The Group creates a deferred income tax on the temporary difference arising between the carrying amount of an asset or liability in the statement of financial position and its tax base. A taxable net difference is recognised in liabilities as ‘Provisions for deferred income tax’. A deductible net difference is recognised under “Deferred income tax assets”. Any change in the balance of the deferred tax assets and liabilities in relation to the previous accounting period is recorded under the item “Income Tax”. The balance sheet method is applied for the calculation of the deferred corporate income tax.
Liabilities or assets for deferred corporate income tax are recognised in their full amount according to the balance sheet method in connection with the existence of temporary differences between the tax value of assets and liabilities and their carrying value. Such liabilities or assets are determined by application of the tax rates in force by virtue of law or of actual obligations at the end of the reporting period. According to expectations such tax rates applied will be in force at the time of realisation of the assets or settlement of the liabilities for deferred corporate income tax.
The main temporary differences arise on account of impairment write-offs recognised in relation to the loss of value of credits and granted guarantees of repayment of loans, amortization of fixed assets and intangible assets, finance leases treated as operating leases for tax purposes, revaluation of certain financial assets and liabilities, including contracts concerning derivative instruments and forward transactions, provisions for retirement benefits and other benefits following the period of employment, and also deductible tax losses.
The Group reviews the carrying amount of a deferred tax assets at the end of each reporting period. The Group reduces the carrying amount of a deferred tax asset to the extent that it is no longer probable that sufficient taxable profit will be available to allow the benefit of part or all of that deferred tax asset to be utilised. Any such reduction is reversed to the extent that it becomes probable that sufficient taxable profit will be available.
The Group presents the deferred income tax assets and liabilities netted in the statement of financial position separately for each subsidiary undergoing consolidation. Such assets and provisions may be netted against each other if the Group possesses the legal rights allowing it to simultaneously account for them when calculating the amount of the tax liability.

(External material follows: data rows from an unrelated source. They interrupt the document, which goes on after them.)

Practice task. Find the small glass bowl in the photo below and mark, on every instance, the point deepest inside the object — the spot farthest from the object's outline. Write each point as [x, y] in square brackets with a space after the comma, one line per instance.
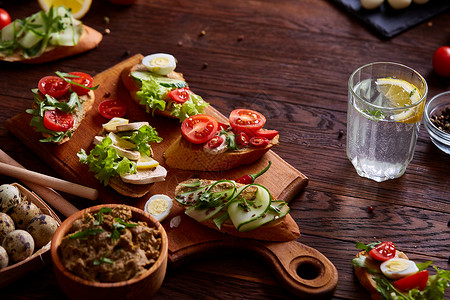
[435, 107]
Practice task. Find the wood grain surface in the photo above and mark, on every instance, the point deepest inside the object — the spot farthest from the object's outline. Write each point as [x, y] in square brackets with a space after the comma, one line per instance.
[290, 60]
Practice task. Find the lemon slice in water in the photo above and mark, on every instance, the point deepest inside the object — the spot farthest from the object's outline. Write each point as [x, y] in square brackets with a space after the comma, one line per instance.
[401, 93]
[79, 7]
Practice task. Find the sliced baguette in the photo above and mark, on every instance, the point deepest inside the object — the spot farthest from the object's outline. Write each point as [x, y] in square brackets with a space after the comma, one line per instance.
[281, 230]
[133, 86]
[88, 101]
[187, 156]
[366, 279]
[90, 38]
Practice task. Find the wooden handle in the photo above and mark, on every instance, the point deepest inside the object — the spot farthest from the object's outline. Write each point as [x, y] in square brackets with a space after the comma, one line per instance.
[41, 179]
[49, 195]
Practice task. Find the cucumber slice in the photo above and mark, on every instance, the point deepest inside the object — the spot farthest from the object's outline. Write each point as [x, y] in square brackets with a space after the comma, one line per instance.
[253, 209]
[162, 80]
[278, 209]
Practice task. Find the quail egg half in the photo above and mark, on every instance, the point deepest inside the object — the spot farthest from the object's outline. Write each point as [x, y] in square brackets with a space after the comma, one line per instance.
[159, 206]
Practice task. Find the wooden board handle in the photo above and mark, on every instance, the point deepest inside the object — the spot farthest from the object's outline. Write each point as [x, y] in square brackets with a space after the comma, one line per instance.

In the case of the Bank, the deferred income tax assets and provisions are netted against each other separately for each country where the Bank conducts its business and is obliged to settle corporate income tax.

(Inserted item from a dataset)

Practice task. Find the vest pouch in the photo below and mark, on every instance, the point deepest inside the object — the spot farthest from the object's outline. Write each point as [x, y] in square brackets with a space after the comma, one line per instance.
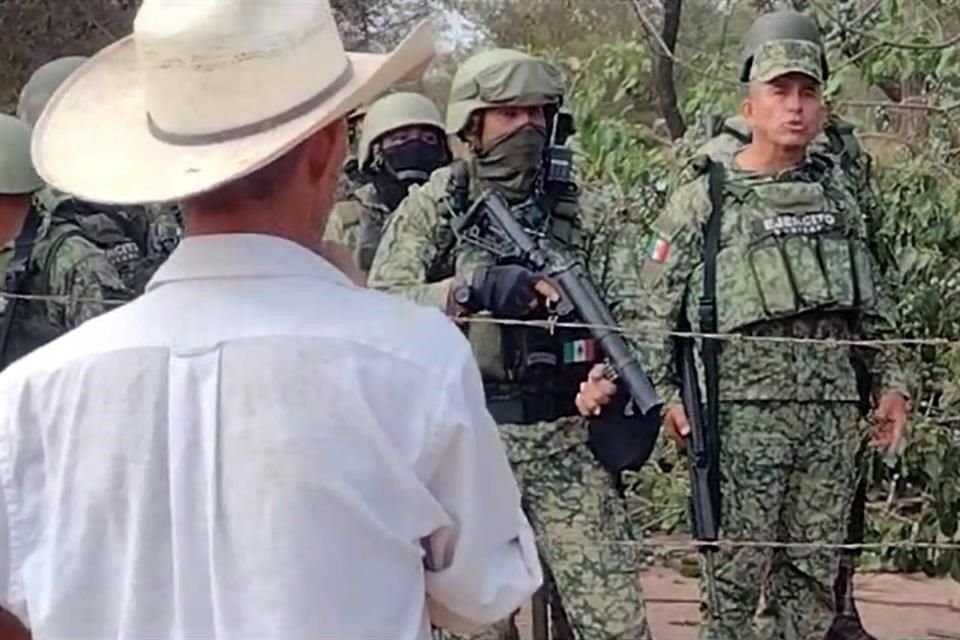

The Group discloses separately the amount of negative temporary differences (mainly on account of unused tax losses or unutilised tax allowances) in connection with which the deferred income tax asset was not recognised in the statement of financial position, and also the amount of temporary differences attached to investments in subsidiaries and associates for which no deferred income tax provision has been formed.
Deferred income tax for the Group is provided on assets or liabilities due to temporary differences arising from investments in subsidiaries and associates, except where, on the basis of any probable evidence, the timing of the reversal of the temporary difference is controlled by the Group and it is possible that the difference will not reverse in the foreseeable future.
Deferred income tax on account of revaluation of available for sale investments and of revaluation of cash flow hedging transactions is accounted for in the same way as any revaluation, directly in other comprehensive income, and it is subsequently transferred to the income statement when the respective investment or hedged item affects the income statement.